Ceramic-based bone grafts are comprised of a variety of individual compounds, such as collagen, tricalcium phosphate, calcium sulfate, and hydroxyapatite. Cell adhesion, biodegradability, and mechanical properties differ for each of these components. For example, calcium sulfate is completely resorbed in vivo within several weeks, 44 as opposed to hydroxyapatite that can take years to biodegrade. Tricalcium phosphate and coralline hydroxyapatite typically have greater porosity to allow for cell adhesion and growth compared with other ceramic components. Despite the inherent differences between each product's composition, processing techniques, and formulation, with the number of studies included and limitations of this review, no difference in fusion rates was found.
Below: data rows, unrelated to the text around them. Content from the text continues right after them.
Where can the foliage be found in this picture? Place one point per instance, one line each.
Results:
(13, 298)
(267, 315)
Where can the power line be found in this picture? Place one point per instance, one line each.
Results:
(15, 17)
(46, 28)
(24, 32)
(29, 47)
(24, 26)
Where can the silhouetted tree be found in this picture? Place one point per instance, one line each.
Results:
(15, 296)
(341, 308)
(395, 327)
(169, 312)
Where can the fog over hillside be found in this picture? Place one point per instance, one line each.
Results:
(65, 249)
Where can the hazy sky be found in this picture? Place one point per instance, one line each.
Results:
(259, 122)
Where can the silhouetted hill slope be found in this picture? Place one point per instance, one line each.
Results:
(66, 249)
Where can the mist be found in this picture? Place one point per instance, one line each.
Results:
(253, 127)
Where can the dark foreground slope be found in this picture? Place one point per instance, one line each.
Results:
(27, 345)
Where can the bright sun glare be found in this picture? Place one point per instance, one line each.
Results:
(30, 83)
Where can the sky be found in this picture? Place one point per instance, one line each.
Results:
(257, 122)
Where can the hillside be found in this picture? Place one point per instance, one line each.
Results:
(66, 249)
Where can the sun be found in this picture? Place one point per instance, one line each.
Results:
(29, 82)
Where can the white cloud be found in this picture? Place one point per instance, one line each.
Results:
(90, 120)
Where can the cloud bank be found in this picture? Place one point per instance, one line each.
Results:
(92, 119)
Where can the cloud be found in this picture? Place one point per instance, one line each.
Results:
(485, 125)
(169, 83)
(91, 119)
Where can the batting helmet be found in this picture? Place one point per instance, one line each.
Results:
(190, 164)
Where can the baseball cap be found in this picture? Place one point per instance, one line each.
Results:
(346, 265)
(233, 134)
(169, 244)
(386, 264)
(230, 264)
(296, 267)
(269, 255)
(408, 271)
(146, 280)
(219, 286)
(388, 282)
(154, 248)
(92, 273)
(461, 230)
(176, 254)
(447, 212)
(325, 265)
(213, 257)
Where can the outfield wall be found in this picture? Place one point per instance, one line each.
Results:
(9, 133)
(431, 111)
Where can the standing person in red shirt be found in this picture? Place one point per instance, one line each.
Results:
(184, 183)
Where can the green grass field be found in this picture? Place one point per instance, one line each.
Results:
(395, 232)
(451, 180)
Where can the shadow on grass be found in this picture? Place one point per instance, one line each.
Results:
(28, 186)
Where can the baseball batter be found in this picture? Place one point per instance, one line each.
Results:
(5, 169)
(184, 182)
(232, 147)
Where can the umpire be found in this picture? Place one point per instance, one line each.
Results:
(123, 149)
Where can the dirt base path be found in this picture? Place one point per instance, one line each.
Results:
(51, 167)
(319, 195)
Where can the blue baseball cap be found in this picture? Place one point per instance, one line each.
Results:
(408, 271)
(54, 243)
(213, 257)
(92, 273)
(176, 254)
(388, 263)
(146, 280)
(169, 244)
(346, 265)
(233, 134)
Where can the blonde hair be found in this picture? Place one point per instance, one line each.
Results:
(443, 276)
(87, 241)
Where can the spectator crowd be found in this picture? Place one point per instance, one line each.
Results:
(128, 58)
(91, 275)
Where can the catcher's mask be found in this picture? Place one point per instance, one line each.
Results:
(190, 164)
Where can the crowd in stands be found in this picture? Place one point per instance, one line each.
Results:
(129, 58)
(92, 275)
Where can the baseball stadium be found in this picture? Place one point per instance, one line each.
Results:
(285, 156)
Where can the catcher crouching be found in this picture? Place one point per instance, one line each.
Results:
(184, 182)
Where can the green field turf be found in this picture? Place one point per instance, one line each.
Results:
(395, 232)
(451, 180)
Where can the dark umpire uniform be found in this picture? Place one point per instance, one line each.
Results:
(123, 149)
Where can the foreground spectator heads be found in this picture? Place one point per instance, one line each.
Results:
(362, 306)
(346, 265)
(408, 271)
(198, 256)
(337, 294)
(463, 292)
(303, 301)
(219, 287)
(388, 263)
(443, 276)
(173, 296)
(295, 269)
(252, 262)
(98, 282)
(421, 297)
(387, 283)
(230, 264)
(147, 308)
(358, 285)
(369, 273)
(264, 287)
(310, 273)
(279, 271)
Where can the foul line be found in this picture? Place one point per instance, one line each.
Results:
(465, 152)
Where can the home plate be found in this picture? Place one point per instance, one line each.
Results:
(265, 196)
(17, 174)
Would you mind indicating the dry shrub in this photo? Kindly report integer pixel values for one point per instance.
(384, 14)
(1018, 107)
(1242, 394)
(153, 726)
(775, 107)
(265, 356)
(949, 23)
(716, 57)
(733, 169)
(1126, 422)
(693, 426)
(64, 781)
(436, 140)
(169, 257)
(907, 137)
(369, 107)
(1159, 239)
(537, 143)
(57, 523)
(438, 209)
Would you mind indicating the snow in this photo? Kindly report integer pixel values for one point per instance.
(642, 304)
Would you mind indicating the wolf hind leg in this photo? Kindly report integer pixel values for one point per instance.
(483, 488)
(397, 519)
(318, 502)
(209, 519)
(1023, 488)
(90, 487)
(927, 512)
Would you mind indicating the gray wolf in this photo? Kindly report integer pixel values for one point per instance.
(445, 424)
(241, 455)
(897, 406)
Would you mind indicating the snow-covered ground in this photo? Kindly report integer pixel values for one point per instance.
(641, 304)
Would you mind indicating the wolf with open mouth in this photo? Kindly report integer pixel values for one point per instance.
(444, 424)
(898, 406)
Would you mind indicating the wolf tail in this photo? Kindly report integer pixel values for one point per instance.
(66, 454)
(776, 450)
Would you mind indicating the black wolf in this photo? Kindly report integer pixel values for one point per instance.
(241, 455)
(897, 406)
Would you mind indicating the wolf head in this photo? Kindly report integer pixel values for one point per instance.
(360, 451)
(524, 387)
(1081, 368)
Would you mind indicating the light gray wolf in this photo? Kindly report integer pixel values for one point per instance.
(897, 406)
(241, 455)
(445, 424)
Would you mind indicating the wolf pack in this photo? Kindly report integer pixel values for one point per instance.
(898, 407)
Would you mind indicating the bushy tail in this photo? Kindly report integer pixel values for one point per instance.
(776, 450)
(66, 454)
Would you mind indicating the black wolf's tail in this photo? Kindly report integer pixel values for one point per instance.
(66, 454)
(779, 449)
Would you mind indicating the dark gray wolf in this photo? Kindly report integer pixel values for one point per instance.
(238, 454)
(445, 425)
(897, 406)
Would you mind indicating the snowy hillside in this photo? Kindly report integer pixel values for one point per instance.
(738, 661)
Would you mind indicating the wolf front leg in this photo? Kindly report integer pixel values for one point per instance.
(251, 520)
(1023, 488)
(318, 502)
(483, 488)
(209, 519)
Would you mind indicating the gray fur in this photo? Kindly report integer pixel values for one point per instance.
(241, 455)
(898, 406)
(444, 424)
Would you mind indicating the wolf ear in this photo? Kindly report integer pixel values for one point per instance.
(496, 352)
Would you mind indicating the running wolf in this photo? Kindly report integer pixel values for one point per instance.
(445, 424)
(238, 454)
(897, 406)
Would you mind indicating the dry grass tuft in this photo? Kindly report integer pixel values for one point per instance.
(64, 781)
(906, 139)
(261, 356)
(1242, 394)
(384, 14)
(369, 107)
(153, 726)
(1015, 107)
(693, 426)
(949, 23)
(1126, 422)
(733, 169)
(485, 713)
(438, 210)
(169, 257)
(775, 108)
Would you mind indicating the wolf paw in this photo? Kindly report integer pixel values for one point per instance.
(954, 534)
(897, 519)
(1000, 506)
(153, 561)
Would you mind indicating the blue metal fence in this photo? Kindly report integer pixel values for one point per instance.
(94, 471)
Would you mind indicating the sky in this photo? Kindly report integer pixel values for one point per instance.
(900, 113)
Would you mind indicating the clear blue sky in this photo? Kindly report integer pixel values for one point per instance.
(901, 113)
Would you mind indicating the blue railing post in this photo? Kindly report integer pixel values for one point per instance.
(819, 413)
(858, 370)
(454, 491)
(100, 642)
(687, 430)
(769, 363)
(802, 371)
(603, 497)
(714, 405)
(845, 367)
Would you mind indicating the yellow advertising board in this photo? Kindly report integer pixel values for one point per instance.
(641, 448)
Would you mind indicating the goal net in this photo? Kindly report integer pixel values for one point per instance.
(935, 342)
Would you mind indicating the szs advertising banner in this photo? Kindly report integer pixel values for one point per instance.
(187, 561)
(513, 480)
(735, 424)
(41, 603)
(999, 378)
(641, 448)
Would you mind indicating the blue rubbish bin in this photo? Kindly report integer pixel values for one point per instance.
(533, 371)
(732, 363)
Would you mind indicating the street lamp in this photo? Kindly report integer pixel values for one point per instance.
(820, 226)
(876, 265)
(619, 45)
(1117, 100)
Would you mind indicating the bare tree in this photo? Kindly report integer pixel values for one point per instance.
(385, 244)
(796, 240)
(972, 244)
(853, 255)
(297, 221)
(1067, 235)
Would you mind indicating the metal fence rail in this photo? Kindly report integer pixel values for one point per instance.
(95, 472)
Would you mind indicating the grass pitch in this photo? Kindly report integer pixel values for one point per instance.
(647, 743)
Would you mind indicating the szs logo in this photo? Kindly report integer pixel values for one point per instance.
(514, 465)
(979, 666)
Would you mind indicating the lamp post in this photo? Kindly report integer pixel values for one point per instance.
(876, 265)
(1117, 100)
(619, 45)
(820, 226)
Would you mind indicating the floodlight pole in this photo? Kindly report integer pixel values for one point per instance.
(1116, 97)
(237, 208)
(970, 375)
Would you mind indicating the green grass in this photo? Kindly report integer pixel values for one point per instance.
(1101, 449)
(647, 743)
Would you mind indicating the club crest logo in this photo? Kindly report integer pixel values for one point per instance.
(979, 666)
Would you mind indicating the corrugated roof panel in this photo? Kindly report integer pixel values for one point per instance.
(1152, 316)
There are limitations to the conclusions made from this study. Approximately half the studies included were level IV, limiting the strength of the conclusions. Although all studies included patients with a degenerative lumbar pathology, critical exclusion criteria were not standardized. As a result, important patient variability could have influenced fusion rates including cigarette smoking, immunosuppression, and medical comorbidities. Also, given the lack of standardization and variability in reporting, we were unable to obtain information on other important complications such as infection. In addition, radiographic reporting methods varied among studies, which could certainly affect outcomes. Finally, because volume and technique of ceramic use was so inconsistently reported, recommendations could not be drawn from these data.
Conclusions
Ceramic-based bone grafts represent a promising bone graft extender in lumbar spine fusion when an osteoinductive stimulus, such as local bone graft, is available. In a research environment where an urgent need for more clinical data for biologic product exists, ceramics are a relatively well-studied class of products to achieve successful lumbar arthrodesis.
Disclosures
The authors report no conflict of interest concerning the materials or methods used in this study or the findings specified in this article.